Bientôt deux mois que les camerounais sont soumis au respect des mesures de lutte et de riposte contre le Coronavirus, comment percevez – vous l’environnement global de l’Ouest ?

Ce qu’il faut dire de manière générale, c’est que les mesures du Gouvernement  qui ont pris effet le 17 Mars 2020, ont commencé à générer un certain nombre d’attitudes. Nous sommes en cache – nez aujourd’hui, c’est une des mesures selon les  orientations. La distanciation sociale est  plus ou moins respectée par endroits. Mais ce qu’il faut dire, il y a un changement, on a besoin de s’adapter au nouvel environnement. Globalement, ce qu’on peut relever c’est une baisse globale de l’activité quel que soit le secteur sauf pour ceux qui sont bien équipés avec les NTIC et qui, en termes d’échanges d’activités  peuvent maintenir un niveau acceptable.

Quelles sont les conséquences immédiates et à long terme ?

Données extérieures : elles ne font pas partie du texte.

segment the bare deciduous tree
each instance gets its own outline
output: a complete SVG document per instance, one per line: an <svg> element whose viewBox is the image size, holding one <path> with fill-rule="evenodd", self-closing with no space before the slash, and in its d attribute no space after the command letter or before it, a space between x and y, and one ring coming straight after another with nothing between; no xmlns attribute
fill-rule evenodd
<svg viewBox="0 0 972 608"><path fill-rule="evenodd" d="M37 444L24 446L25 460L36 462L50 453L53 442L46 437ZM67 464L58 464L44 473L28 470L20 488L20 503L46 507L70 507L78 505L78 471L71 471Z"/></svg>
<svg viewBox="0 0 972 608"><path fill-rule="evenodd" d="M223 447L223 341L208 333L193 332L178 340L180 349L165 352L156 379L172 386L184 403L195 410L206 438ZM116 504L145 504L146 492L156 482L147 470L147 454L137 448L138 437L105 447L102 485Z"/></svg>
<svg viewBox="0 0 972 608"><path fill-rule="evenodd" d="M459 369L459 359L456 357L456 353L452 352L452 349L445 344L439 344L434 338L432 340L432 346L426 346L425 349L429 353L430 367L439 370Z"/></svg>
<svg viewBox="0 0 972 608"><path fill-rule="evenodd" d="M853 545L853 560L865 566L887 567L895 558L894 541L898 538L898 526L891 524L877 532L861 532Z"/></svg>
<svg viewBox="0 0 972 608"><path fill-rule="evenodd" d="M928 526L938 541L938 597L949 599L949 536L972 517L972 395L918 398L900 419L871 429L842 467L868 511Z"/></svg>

Maintenant, pour venir aux conséquences, nous regardons notre région avec le secteur informel. Je prends un cas, en 1976, ici à Bafoussam, dès 6h15mn les boutiques étaient ouvertes ici au marché. Mais de plus en plus les boutiques s’ouvrent entre 8 h – 8h30mn. Vous voyez que sur une période de 40 ou 44 ans, l’attractivité du marché n’est plus observée. Maintenant, quand il faut se récréer, la vie commence à 18h autour des bars, des grillades …jusqu’à 6heures du matin. Ces mesures coupent nettement ces activités là, pour les réduire sur une période diurne avec bien entendu la distanciation sociale. On relève que seuls ceux qui cherchent leur pitance journalière  sont en parfait  mouvement, le confinement étant beaucoup plus observé que par ceux qui peuvent faire 10 à 15 jours sans avoir besoin d’aller chercher leurs revenus. Les conséquences de la baisse de toutes ces animations à notre sens vont se mesurer auprès de  deux instances : Les impôts seront le bon guichet pour identifier l’impact de cette adaptation à la présence du COVD – 19. Suite aux recouvrements et en les comparant à la même période en 2019, on pourra établir les évolutions selon les différents  postes. Maintenant, la partie la plus difficile, me semble-t-il, et qui devrait constituer un point d’attention, c’est qu’il n’y aura plus de situation sans COVID – 19. On va être appelé à s’adapter à ce nouveau contexte pour peu que le pic soit passé, les précautions qui ont été édictées par rapport aux mesures barrières  devront continuer à  être respectées. C’est ainsi que nous pouvons à la régulière envisager une situation au bas mot sur 12 mois.Si nous sommes confinés, si nous ne produisons plus pour satisfaire  les demandes suffisamment exprimées, on pourrait se retrouver dans une situation critique en termes d’approvisionnement alimentaire, soit alors dans l’impossibilité d’assurer la mobilité des uns et des autres. Face à cette situation, il va donc falloir que la réflexion soit initiée et menée avec une bonne quantification. Imaginez – vous que vous ayez 5000 ménages qui travaillent entre 18 h et 6h du matin.95% de ces 5000 ménages ne travaillent plus depuis que les mesures sont respectées. Comment faire pour que mort ne s’en suivent pas ? Les spécialistes sauront vous le dire. Voilà comment est ce que nous percevons cette situation.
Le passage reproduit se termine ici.